Typische Einsatzszenarien für AMD GAIA
GAIA lässt sich in vielen Alltagssituationen und beruflichen Kontexten einsetzen, auch ohne Internetanbindung.
– Textgenerierung und Content-Erstellung: Blogartikel, Berichte oder kreative Texte lassen sich effizient erstellen und anschließend weiterbearbeiten.
– Programmierung und Codehilfe: Entwickler können GAIA als Offline-Assistenten nutzen, um Codebeispiele zu generieren, Probleme zu lösen oder Dokumentationen zu prüfen.
– Datenanalyse und Notizen: Das strukturierte Zusammenfassen von Informationen oder einfache Auswertungen ist besonders für Bildungseinrichtungen oder kleine Unternehmen hilfreich.
– Sprach- und Lernhilfe: Studierende können GAIA zur Wiederholung von Inhalten, für das Erlernen von Sprachen oder zur Prüfungsvorbereitung nutzen, ohne persönliche Daten in die Cloud zu senden.
– Experimentelle KI-Nutzung: Forscher oder KI-Enthusiasten können Modelle lokal anpassen, trainieren oder testen, ohne auf Cloud-Ressourcen angewiesen zu sein.
Fazit: Gut aber noch nicht perfekt
Trotz der Vorteile gibt es auch viele Einschränkungen. AMD GAIA funktioniert zwar auch auf Rechnern ohne NPU, doch dort ist die Leistung geringer. Dementsprechend können die Berechnungen deutlich länger dauern. Außerdem befindet sich das Projekt noch in einer recht frühen Entwicklungsphase. Einige Funktionen laufen noch nicht stabil. Auch die Auswahl an Modellen ist derzeit begrenzt. Unter Linux ist die NPU-Unterstützung aktuell ebenfalls eingeschränkt und derzeit nur für Ubuntu freigegeben. Apple-Nutzer gehen leer aus, denn AMD GAIA unterstützt kein macOS, sondern neben Ubuntu nur Windows.
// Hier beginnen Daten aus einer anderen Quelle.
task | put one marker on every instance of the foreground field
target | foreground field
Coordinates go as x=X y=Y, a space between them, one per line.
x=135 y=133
Ein Schritt in Richtung lokale KI
Mit AMD GAIA und GAIA UI bringt man eine Plattform auf den Markt, die den Zugang zu Sprachmodellen demokratisieren soll. Anstatt immer auf Cloud-Dienste angewiesen zu sein, können Nutzer künftig eine leistungsfähige KI mit Gaia und auch FLowLM direkt auf ihrem eigenen Rechner oder im Netzwerk ausführen. Dies geschieht effizient, privat und vergleichsweise einfach. Für viele könnte ein Mini-PC mit NPUs in Kombination mit AMD GAIA der erste Schritt sein, um die Welt der Künstlichen Intelligenz selbst und unabhängig zu entdecken.